Chairman Richard Glick Statement
April 9, 2021
Docket No. ER21-502-001
I dissent in part from today’s order because NYISO has not shown that its proposal to include dual fuel capability in the cost assumptions for the peaking facility used to establish the ICAP Demand Curve for the G-J Locality is just and reasonable and consistent with its Tariff. NYISO’s Tariff requires that the proxy unit used to establish its ICAP Demand Curves reflect the resource “with technology that results in the lowest fixed costs and highest variable costs among all other units’ technology that are economically viable.”[1] NYISO has not established that in the G-J Locality, a dual fuel unit better satisfies that tariff provision than a gas-only unit connected directly to an interstate natural gas pipeline, which the record suggests could potentially have lower fixed costs while remaining economically viable. While I agree with many of the points outlined in Commissioner Clements’s dissent,[2] I believe that the present record simply is not sufficient to answer the question one way or another. Accordingly, I would set this aspect of NYISO’s proposal for hearing.

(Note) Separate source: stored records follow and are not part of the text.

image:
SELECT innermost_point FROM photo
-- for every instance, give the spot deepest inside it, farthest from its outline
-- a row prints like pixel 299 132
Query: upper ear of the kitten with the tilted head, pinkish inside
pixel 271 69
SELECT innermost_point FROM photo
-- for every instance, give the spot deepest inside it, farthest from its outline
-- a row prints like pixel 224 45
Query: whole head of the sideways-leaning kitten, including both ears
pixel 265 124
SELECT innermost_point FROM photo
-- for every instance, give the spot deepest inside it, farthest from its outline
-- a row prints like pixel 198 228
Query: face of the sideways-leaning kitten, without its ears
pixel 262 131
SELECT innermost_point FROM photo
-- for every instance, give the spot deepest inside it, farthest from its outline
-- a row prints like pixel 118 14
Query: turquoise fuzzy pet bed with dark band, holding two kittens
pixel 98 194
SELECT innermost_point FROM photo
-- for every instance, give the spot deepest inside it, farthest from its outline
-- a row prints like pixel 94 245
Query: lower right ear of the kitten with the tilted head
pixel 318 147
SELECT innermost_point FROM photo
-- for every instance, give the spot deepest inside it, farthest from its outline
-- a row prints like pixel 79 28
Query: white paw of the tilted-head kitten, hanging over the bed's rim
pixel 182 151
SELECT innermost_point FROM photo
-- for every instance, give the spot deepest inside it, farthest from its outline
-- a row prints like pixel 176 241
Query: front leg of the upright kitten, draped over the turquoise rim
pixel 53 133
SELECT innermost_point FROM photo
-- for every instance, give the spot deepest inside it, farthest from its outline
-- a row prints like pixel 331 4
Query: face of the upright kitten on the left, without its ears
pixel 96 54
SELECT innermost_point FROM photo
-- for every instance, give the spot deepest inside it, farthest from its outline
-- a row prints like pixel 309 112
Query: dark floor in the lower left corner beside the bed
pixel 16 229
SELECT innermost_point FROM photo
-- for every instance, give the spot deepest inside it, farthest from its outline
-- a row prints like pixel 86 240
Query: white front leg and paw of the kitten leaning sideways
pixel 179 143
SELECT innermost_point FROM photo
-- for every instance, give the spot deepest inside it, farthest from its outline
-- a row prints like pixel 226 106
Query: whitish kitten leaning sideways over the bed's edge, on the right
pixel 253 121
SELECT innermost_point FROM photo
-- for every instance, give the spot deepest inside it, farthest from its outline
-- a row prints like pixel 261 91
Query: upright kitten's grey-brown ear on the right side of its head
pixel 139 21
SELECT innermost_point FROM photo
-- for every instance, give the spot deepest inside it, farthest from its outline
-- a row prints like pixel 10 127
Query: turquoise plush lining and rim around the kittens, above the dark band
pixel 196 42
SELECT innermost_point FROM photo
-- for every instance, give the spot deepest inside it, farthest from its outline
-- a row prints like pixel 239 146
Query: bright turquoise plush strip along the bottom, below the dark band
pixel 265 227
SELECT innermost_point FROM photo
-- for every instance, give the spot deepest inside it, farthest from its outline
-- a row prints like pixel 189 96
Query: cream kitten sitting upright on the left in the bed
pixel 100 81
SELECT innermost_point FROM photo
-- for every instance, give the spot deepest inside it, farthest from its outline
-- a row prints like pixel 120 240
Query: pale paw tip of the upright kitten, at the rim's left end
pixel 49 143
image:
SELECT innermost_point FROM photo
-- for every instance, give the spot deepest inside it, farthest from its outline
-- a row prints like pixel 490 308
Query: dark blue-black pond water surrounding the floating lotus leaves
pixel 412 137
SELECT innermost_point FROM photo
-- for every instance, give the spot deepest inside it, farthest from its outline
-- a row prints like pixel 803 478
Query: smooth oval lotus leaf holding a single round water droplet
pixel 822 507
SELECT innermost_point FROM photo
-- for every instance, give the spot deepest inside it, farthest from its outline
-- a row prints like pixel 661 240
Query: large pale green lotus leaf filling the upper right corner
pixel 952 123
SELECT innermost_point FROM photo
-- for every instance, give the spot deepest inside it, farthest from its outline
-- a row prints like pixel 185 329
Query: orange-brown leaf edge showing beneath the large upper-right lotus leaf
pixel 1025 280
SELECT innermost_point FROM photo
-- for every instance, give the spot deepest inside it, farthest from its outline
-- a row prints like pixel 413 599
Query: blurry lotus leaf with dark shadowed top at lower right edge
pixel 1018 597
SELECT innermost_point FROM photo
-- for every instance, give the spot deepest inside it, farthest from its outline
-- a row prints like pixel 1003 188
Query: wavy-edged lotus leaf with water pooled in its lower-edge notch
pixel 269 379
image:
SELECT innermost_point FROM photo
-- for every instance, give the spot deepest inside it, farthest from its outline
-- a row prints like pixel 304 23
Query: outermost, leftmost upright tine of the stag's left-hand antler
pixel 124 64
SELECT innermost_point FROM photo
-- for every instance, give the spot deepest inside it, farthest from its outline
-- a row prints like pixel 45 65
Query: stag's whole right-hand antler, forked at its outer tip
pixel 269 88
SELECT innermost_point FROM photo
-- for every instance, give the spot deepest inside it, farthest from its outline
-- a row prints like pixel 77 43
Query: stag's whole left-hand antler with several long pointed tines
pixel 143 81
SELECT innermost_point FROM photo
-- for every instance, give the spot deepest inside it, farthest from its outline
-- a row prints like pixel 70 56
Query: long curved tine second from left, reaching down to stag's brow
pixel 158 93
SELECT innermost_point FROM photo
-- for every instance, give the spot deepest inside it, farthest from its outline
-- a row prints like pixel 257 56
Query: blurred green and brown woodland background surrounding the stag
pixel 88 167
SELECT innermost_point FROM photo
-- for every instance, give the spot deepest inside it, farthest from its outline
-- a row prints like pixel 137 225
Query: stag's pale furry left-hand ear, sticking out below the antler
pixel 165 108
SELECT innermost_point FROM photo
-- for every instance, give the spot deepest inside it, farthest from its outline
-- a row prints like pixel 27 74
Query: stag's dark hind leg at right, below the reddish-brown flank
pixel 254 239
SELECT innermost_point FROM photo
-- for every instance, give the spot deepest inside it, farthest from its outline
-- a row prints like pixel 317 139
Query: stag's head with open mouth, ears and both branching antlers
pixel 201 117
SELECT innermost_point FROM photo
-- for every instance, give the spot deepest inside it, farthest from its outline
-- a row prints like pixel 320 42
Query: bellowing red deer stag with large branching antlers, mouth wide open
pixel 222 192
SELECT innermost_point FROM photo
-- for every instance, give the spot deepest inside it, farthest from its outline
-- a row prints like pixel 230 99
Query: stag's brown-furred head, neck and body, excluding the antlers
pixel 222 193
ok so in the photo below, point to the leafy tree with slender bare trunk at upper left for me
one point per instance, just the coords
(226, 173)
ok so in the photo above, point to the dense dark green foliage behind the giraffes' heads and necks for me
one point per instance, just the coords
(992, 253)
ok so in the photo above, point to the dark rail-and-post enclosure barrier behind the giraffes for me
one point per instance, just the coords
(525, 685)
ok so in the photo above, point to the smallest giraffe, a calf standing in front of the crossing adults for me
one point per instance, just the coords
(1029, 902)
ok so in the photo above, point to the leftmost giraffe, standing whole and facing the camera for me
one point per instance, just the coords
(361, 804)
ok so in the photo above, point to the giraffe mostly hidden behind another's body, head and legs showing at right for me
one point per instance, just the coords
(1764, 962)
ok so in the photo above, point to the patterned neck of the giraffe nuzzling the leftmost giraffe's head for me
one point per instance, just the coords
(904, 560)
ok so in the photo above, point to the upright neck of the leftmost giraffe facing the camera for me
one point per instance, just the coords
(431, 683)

On a more general level, I cannot help but observe that this issue, and its central role in the NYISO capacity market, illustrates the extent to which we are not dealing with a market in any ordinary sense of the term. The administrative exercise of arguing about the cost attributes of a mythical power plant is about as far afield from market competition as anything I can imagine. We should not lose sight of these facts when presented with arguments about the need to prevent out-of-market actions from sullying the otherwise pure “market” that exists today.
Finally, while I agree that the just and reasonable amortization period is 20 years,[3] I urge NYISO to examine adopting a different proxy unit or other more holistic reforms in light of New York’s greenhouse gas reduction goals. Although it is by no means certain that what are currently gas-fired resources will retire by 2040, it is clear that they will make up a smaller and smaller share of the resource mix. Before long, a gas-fired resource may no longer represent a likely new entrant, even when reserve margins are tight. NYISO would be well-served to take a hard look at whether it makes sense to anchor its demand curve to a resource that is unlikely to enter the market and whether it should instead take steps to better align the capacity market’s principal parameters with the goals of the state in which it operates.